Since 1 October 2012 Professor Christiansen has been coordinator of the European Community Research Program FP-7 Large EVOLUTION under the "Green Car" where a new electrical car 40% lighter than existing cars using green materials and technology is the aim. (12 mill. Euro). He was also coordinator for the successful European Community Research Program FP-7 Large Nanotough (2008–2011), where light and tough and strong nano composites were developed for space and automotive applications.
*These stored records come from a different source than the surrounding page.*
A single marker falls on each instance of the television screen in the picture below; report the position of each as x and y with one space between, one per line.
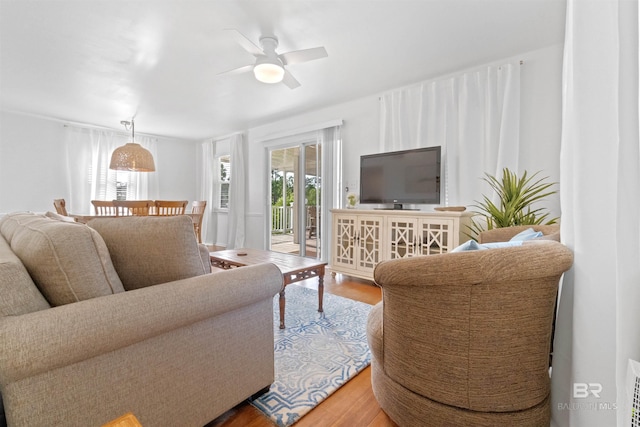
409 176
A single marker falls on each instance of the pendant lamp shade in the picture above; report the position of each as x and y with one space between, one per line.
132 156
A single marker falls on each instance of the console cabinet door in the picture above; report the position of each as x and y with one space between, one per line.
369 242
357 243
403 237
344 245
437 236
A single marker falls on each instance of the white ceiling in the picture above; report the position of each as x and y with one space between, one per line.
100 62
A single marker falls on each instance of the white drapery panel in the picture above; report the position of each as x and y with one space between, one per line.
88 153
331 142
475 117
598 317
237 193
206 185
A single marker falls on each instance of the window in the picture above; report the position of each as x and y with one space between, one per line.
224 169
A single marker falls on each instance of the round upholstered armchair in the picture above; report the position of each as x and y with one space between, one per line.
463 338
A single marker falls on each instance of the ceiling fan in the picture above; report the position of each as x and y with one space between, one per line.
269 66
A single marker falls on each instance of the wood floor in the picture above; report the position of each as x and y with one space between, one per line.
353 404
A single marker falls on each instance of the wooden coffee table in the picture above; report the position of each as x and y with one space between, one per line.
294 268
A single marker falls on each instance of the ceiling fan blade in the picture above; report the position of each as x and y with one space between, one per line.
305 55
246 44
289 80
238 70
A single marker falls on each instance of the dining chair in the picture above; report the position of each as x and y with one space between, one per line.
170 207
60 206
104 207
197 214
133 207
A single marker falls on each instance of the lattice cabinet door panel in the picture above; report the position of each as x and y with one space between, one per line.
344 245
403 237
437 236
363 238
369 242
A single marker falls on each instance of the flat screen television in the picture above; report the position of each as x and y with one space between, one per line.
401 177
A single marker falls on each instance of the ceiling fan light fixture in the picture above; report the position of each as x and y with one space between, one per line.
268 72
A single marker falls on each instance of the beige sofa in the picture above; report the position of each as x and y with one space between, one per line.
179 347
462 339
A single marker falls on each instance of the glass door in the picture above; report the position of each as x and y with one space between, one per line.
296 207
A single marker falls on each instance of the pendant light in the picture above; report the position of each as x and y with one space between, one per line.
131 156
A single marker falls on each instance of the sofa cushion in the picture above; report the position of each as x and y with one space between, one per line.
147 250
525 235
19 294
68 262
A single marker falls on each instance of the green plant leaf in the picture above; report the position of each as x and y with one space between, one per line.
516 196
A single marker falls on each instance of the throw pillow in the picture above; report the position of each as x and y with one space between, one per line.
527 234
68 262
147 250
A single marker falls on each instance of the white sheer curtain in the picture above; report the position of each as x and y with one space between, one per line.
599 315
237 193
475 117
206 185
88 153
330 141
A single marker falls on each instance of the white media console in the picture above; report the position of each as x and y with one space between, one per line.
363 238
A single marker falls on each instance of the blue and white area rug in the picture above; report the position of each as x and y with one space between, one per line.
315 354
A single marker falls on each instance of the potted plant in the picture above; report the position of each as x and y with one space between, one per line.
516 197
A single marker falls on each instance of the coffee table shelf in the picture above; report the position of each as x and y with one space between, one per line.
294 268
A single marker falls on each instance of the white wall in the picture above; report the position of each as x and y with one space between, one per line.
31 155
30 148
541 118
30 159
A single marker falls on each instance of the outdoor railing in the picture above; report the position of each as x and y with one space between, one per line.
282 219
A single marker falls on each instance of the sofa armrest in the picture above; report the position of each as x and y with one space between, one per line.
37 342
206 259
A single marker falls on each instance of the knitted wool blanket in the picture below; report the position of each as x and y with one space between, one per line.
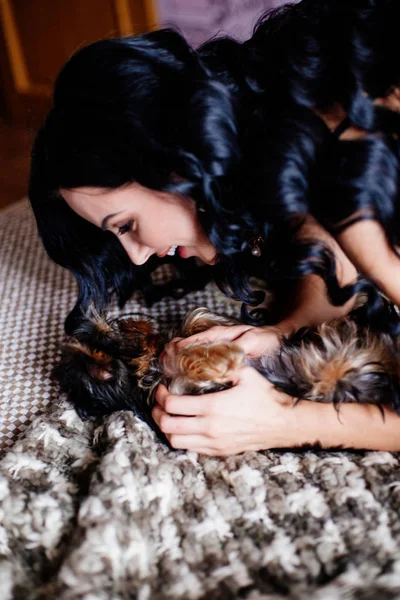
103 511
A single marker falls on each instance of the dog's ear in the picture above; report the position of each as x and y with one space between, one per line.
201 319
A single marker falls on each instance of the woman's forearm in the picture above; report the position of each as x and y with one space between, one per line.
354 426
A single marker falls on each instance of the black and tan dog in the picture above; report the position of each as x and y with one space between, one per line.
115 364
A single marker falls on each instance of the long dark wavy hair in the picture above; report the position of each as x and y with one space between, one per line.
238 124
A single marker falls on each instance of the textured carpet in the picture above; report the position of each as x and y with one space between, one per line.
102 510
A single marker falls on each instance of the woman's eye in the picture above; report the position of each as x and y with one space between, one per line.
125 228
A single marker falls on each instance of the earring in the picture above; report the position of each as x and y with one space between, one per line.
255 245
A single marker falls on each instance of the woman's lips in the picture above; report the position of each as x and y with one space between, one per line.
182 251
167 250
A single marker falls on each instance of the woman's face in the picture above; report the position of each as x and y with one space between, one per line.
146 222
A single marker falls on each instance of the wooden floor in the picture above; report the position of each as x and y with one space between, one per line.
15 148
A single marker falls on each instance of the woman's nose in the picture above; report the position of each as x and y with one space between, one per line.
137 253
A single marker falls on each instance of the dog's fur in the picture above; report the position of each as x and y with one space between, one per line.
115 364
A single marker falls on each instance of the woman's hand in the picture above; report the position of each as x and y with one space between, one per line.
252 415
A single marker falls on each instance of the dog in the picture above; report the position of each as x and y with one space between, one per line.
117 364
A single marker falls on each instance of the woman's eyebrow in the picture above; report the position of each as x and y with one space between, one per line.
104 223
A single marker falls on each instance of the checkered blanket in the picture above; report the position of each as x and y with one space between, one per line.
102 510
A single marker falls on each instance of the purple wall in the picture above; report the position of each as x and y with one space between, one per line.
199 20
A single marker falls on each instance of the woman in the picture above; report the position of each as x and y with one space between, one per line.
273 161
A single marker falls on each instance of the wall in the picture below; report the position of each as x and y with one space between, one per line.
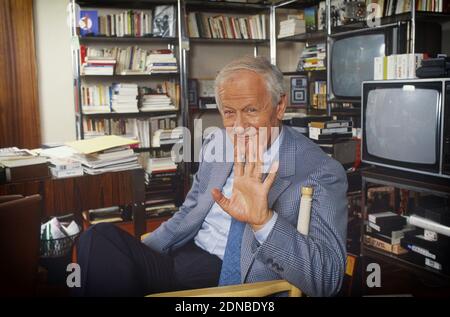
19 110
54 64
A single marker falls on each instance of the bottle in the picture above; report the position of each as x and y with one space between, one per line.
304 213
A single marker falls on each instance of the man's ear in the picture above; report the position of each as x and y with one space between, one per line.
281 107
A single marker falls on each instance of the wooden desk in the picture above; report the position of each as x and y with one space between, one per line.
74 195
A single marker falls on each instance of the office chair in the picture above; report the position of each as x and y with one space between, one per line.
19 244
257 289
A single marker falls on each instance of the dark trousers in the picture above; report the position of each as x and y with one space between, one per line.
114 263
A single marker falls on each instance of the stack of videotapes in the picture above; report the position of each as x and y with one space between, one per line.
428 248
385 230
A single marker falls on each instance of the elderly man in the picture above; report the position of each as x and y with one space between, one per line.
238 223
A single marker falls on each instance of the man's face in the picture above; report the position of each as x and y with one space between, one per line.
247 106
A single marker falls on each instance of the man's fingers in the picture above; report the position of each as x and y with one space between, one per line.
249 169
220 199
272 174
239 158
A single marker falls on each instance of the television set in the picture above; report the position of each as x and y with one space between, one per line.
352 53
406 125
351 62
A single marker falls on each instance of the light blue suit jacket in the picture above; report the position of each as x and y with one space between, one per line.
314 263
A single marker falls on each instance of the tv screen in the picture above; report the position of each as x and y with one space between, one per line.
352 62
401 124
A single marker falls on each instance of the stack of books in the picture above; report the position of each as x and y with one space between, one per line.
161 61
161 165
98 65
385 231
124 98
313 58
105 154
21 165
162 181
170 136
291 27
325 132
96 98
156 102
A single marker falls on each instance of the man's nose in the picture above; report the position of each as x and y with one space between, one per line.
240 124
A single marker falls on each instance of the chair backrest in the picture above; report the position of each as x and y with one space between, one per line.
19 245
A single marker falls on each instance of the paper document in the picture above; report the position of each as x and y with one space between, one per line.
100 143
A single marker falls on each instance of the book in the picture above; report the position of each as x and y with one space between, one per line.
391 248
387 218
310 19
330 124
88 22
164 21
26 173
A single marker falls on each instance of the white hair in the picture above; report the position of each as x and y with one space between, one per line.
260 65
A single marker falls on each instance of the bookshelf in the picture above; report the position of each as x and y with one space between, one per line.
127 27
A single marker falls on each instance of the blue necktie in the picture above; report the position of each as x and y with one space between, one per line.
231 264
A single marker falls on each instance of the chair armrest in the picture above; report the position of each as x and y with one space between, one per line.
258 289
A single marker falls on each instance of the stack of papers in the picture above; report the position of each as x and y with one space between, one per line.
109 153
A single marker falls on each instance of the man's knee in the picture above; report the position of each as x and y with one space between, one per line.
103 229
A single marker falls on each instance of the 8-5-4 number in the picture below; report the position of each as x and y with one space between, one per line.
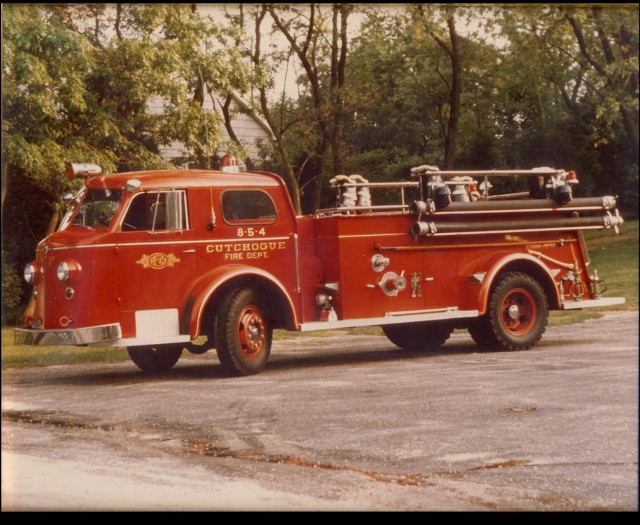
251 232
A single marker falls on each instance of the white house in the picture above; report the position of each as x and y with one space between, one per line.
248 126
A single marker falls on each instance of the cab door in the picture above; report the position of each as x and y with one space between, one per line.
156 264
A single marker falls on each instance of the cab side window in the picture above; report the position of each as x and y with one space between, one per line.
157 211
248 207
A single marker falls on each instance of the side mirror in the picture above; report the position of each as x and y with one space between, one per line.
132 185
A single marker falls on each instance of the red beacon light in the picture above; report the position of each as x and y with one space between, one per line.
229 163
572 178
76 170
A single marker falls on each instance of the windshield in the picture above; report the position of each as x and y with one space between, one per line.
98 208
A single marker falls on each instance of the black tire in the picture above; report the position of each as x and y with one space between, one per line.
418 336
154 359
518 313
242 333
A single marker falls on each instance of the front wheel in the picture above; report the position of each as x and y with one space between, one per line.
517 315
155 358
242 333
418 336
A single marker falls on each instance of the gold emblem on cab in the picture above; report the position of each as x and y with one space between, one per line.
158 261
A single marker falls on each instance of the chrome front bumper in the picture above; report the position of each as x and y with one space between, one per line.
73 337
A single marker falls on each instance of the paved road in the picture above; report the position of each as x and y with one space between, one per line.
336 423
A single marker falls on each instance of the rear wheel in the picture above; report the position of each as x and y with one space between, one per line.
418 336
155 358
242 333
517 315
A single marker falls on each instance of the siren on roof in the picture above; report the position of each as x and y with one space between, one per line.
229 163
75 170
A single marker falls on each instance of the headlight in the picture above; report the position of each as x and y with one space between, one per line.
68 271
30 273
63 271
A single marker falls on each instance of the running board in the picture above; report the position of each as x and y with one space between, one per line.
414 316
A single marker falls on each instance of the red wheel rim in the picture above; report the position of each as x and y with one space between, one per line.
251 332
519 311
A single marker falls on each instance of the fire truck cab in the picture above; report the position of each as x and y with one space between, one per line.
163 261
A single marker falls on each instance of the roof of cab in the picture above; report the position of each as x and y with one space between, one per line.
169 179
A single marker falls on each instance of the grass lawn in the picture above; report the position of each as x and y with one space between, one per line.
614 256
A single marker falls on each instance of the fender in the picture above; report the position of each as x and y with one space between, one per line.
207 285
501 262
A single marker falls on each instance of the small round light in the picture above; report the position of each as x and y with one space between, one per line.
29 273
63 271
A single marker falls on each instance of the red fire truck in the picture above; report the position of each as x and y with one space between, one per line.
163 261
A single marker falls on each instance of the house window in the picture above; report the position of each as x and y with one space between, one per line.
248 207
157 211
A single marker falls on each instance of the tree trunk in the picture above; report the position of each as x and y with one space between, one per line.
264 105
454 99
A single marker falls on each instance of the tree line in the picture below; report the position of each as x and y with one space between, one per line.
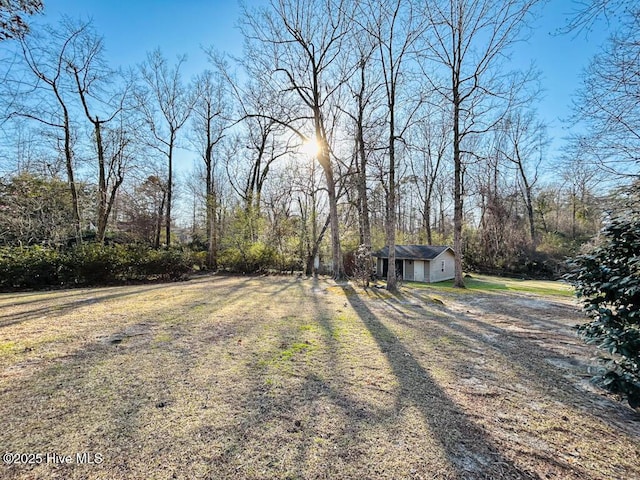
345 125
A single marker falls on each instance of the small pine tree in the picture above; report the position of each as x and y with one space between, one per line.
608 281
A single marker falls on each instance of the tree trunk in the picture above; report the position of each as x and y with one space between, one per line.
169 192
391 206
102 185
457 195
323 158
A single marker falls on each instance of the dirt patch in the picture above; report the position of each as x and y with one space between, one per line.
287 378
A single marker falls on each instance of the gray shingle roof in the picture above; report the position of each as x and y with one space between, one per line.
413 252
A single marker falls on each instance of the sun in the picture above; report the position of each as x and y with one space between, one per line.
311 147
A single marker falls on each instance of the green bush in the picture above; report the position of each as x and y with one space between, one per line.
608 281
256 257
31 267
91 264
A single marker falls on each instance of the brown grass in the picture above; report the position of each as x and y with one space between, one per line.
278 377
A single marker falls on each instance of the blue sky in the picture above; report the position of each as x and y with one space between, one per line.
133 27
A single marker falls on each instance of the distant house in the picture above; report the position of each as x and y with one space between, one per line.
419 263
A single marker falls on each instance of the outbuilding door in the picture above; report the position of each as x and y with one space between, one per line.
408 270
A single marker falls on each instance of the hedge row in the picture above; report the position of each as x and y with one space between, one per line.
92 264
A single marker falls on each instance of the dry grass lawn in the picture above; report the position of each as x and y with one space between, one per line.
289 378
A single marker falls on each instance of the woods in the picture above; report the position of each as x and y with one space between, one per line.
346 126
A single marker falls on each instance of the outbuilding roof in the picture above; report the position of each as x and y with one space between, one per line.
413 252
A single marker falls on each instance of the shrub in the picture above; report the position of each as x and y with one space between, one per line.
31 267
608 281
91 264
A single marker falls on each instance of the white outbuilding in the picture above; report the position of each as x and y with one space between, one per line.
418 263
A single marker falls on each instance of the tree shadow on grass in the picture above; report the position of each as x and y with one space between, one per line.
466 445
534 360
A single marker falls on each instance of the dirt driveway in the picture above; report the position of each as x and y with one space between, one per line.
284 377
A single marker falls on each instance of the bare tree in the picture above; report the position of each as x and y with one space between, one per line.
607 104
393 27
430 144
210 113
523 145
301 42
47 56
166 105
469 40
12 12
102 103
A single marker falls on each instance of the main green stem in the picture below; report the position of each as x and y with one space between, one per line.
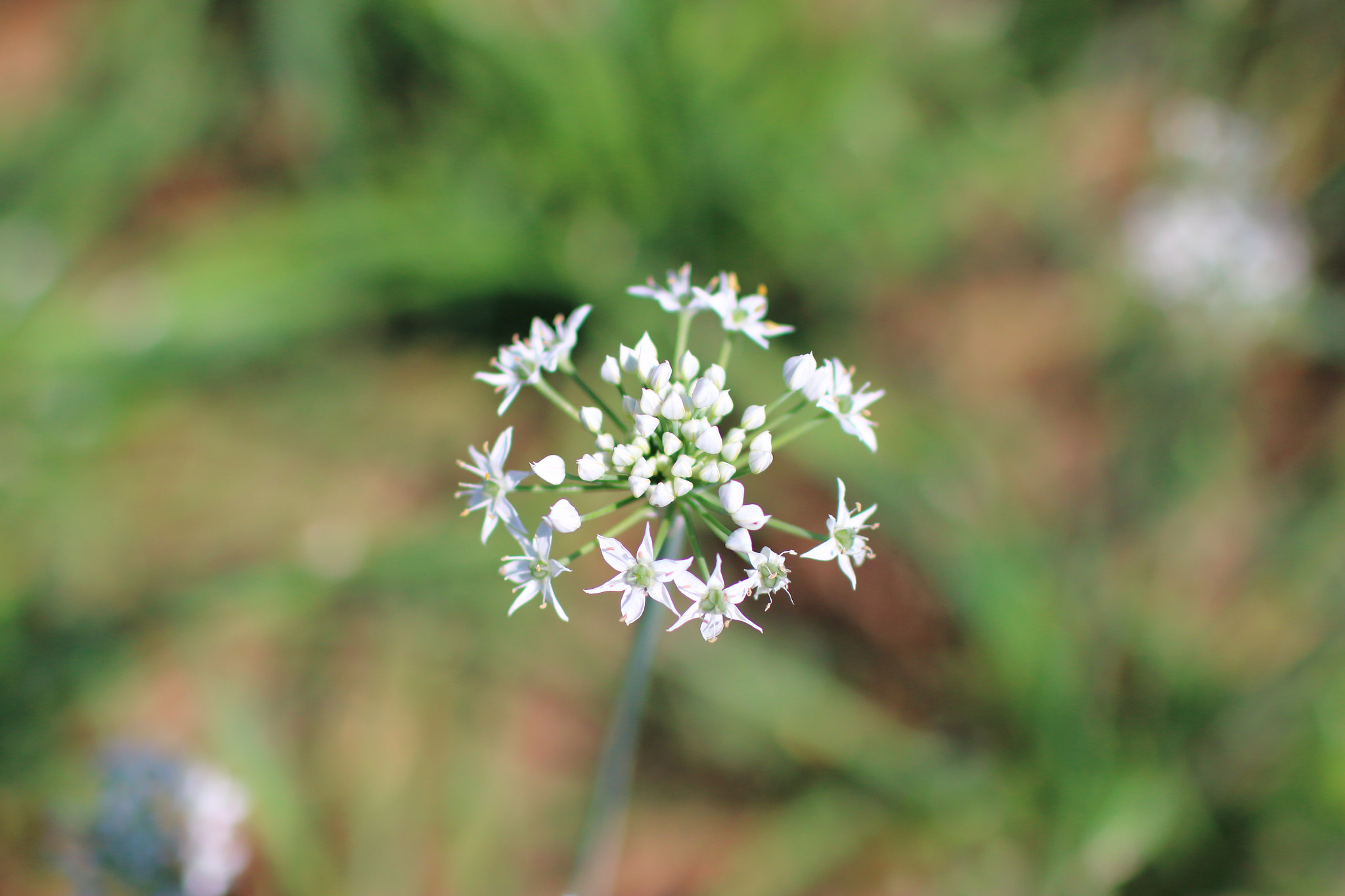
600 845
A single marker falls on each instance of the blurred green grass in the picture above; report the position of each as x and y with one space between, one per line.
252 250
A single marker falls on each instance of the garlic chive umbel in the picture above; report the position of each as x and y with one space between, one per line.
666 445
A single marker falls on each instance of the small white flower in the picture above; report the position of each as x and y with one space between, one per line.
495 485
688 367
591 418
673 408
749 516
535 570
849 405
670 299
704 393
564 517
550 468
625 456
711 442
661 495
820 383
721 406
798 371
740 542
845 544
592 467
768 571
557 354
761 456
745 314
712 602
517 366
661 377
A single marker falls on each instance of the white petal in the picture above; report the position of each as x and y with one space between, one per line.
550 468
564 517
731 496
740 542
749 516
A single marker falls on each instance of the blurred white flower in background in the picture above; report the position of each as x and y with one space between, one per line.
1212 233
214 852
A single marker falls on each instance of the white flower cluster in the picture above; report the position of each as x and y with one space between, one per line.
670 446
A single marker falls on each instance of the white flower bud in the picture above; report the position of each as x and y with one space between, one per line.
692 429
731 496
820 383
591 418
798 371
623 456
673 408
592 467
661 495
659 377
740 542
711 441
688 367
722 405
564 517
704 393
749 516
550 468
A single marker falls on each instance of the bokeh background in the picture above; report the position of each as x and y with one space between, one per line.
252 251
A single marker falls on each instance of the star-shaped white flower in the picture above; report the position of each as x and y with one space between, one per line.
517 366
495 485
745 314
535 570
845 544
556 345
638 576
849 405
670 299
712 602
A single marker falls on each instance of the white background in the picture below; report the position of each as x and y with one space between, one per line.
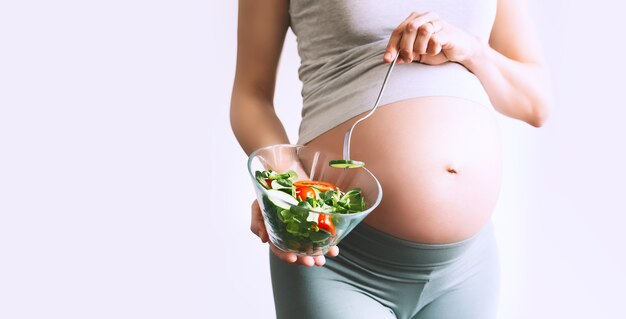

Professor Christiansen is active as reviewer for several journals: Langmuir, Journal of Polymer Science: Polymer Physics. Macromol. Mater. Eng., Oil & Gas Science and Technology-Revue de l'IFP, Composites A, Materials Science and Engineering, Geochimica Cosmochimica Acta, Journal of Engineering Education, Journal of Non-Newtonian Fluid Mechanics, American Mineralogist, Polymers and Polymer Composites, Journal of Rheology, Polymer Engineering and Science to mention some.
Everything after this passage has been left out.